Fuck yes. My dp fades like the bitch it is.
no more extreme suffering for me. I just have some difficulty swallowing which was much more noticeable a week ago. So it's going down as well. Keep leaving u bitch i will not miss u and thank u for making me a stronger person. Greatest thing that's coming is my motivation. Dear oh fucking dear i missed u. My body feels like mine. I still have *some* way to go but that just means i will still get better. Thanks god.


----------



## Guest (Jul 23, 2013)

lol fucken right fuck that bitch dp I hope she leaves and never comes back for you lol


----------



## lautje (Mar 4, 2011)

so great for you!! 
today i'm gonna start with medication. 
I hope it will help me liked it helped you.
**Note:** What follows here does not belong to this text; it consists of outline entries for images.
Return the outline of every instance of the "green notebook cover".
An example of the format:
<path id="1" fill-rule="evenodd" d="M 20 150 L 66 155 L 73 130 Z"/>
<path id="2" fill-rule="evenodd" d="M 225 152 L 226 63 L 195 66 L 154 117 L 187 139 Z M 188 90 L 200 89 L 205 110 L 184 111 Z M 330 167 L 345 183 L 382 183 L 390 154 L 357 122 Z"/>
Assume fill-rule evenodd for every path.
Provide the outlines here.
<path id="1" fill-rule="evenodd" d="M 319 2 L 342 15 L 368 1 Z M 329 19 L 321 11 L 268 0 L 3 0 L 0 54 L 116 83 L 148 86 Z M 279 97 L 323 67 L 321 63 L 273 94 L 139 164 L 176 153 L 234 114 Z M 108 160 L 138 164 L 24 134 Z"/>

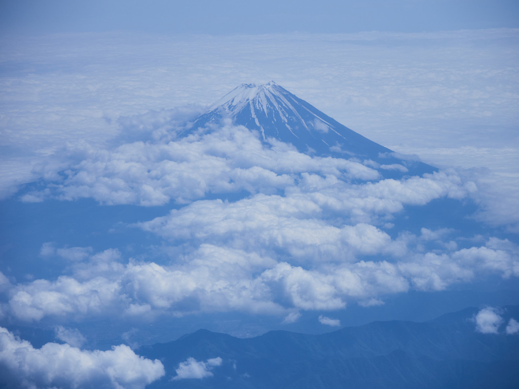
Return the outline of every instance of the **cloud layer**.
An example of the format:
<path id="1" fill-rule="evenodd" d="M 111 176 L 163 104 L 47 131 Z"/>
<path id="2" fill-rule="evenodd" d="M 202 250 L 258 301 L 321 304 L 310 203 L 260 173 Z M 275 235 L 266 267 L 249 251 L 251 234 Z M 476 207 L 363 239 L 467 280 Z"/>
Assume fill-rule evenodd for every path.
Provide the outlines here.
<path id="1" fill-rule="evenodd" d="M 128 346 L 107 351 L 48 343 L 35 349 L 0 327 L 2 382 L 11 387 L 102 387 L 143 389 L 164 375 L 164 367 Z"/>

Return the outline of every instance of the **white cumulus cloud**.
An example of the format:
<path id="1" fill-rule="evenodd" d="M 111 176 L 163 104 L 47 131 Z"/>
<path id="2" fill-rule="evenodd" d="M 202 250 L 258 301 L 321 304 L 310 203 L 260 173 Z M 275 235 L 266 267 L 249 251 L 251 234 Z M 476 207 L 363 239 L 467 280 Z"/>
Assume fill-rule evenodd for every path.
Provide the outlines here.
<path id="1" fill-rule="evenodd" d="M 495 308 L 487 307 L 480 311 L 474 317 L 476 331 L 482 334 L 498 334 L 503 318 Z"/>
<path id="2" fill-rule="evenodd" d="M 340 321 L 339 319 L 332 319 L 325 316 L 320 315 L 319 317 L 319 323 L 326 326 L 332 327 L 340 327 Z"/>
<path id="3" fill-rule="evenodd" d="M 13 387 L 106 387 L 143 389 L 165 374 L 157 359 L 139 356 L 128 346 L 112 350 L 82 350 L 69 344 L 48 343 L 35 349 L 0 327 L 0 365 Z"/>
<path id="4" fill-rule="evenodd" d="M 222 358 L 220 357 L 210 358 L 205 362 L 190 357 L 187 360 L 179 364 L 179 367 L 175 369 L 176 375 L 172 379 L 201 379 L 212 377 L 213 373 L 211 370 L 216 366 L 221 366 L 222 363 Z"/>

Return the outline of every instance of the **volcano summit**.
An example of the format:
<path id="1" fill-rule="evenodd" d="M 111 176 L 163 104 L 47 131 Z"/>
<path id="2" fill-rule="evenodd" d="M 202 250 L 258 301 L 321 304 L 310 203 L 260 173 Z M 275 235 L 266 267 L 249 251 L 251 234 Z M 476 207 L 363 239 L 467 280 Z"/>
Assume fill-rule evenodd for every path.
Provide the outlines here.
<path id="1" fill-rule="evenodd" d="M 435 170 L 422 162 L 397 157 L 392 150 L 343 126 L 274 81 L 237 87 L 210 106 L 184 133 L 225 118 L 258 131 L 264 143 L 274 138 L 309 155 L 354 158 L 379 170 L 386 178 L 420 175 Z"/>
Do you think you have more change if you have out from anxiety


----------



## StayPositiveItsRio (Oct 19, 2012)

did u feel like a shell of a person and dead minded and numb minded and feel completely like a ghost and no connection to yourself and no sense of self or anything 24/7, like the walking dead invisible?


----------



## heartless (Apr 29, 2013)

Yes, i felt like a zombie. I could not feel anything. I could watch my whole family burn and not even care. I felt like my voice is not mine, i walked from point A to B and felt like i never did, i was just meaninglessly hoovered in space. It was fucking horrible.


----------



## shorty_rerecovered (Jan 27, 2012)

I am so happy for you mate. Wish you experience a full recovery like I did , for 8 months but today I feel that bitch missed me to the point she wants me back. She ain't sure if she will ne sitting, but if she does, I will let her die! We can all recover because recovering I believe from experience is only in our hands. We can do this!


----------



## sterling (Jul 20, 2013)

Difficulty swallowing... Is that like an esophageal spasm? That's been a relatively new symptom for me. Just within the past 18 months or so. It doesn't seem to be happening as often as it used to, but I would get food stuck halfway down my throat, and it wouldn't go up or down. Very uncomfortable.


----------



## Greenleaf (Jul 13, 2013)

LOL OMG.

So Heartless, what was your onset and how long did you have it?

SO, SO, SO happy for you!


----------



## heartless (Apr 29, 2013)

I've had it for a little over 3 months now, i have got few last symptoms such as messed up swallowing reflex but that is going down as well. I did the usual shit- socializing, supplements and medication (zoloft omega 3 etc etc)- not necessary but cause no harm either, psychotherapy and distraction.


----------



## lautje (Mar 4, 2011)

how long did it take before you feel something from the medication? 
and when you started, did it get worse before?


----------



## heartless (Apr 29, 2013)

Yes, the first 10 days of zoloft were hell on earth. It was mental. I thought i will never survive it... increased anxiety, depression, etc etc. But then i started getting back to life (2 weeks into zoloft).
Today is a shitty day but the bad days gets less and less bad...


----------



## lautje (Mar 4, 2011)

ok I started yesterday.and its hell pfff 
I really hope its working for me as it works for you


----------



## pinkpaw (May 17, 2013)

LOL, your post made me laugh so much! I'm starting to recover too and definitely will never, EVER miss that shit. It's nothing less than HELL.


----------



## heartless (Apr 29, 2013)

Actually, it depends how u look at it. Because in the long run dp will be your ticket to heaven.
But yes, fuck that bitch anyway.


----------



## L.Z. (Oct 15, 2012)

As soon as you stop with the Zoloft u will relapse 1000 times stronger... But enjoy it for now


----------



## lautje (Mar 4, 2011)

its really hard that you say that because done people just need medication. 
And i'm in it now for 3 days so its hard for me to read that

A lot of people cured with medication and are of the meds now


----------



## heartless (Apr 29, 2013)

L.Z. said:


> As soon as you stop with the Zoloft u will relapse 1000 times stronger... But enjoy it for now


Why u think so?


----------



## chelsy010 (Oct 29, 2012)

heartless said:


> Fuck yes. My dp fades like the bitch it is.
> no more extreme suffering for me. I just have some difficulty swallowing which was much more noticeable a week ago. So it's going down as well. Keep leaving u bitch i will not miss u and thank u for making me a stronger person. Greatest thing that's coming is my motivation. Dear oh fucking dear i missed u. My body feels like mine. I still have *some* way to go but that just means i will still get better. Thanks god.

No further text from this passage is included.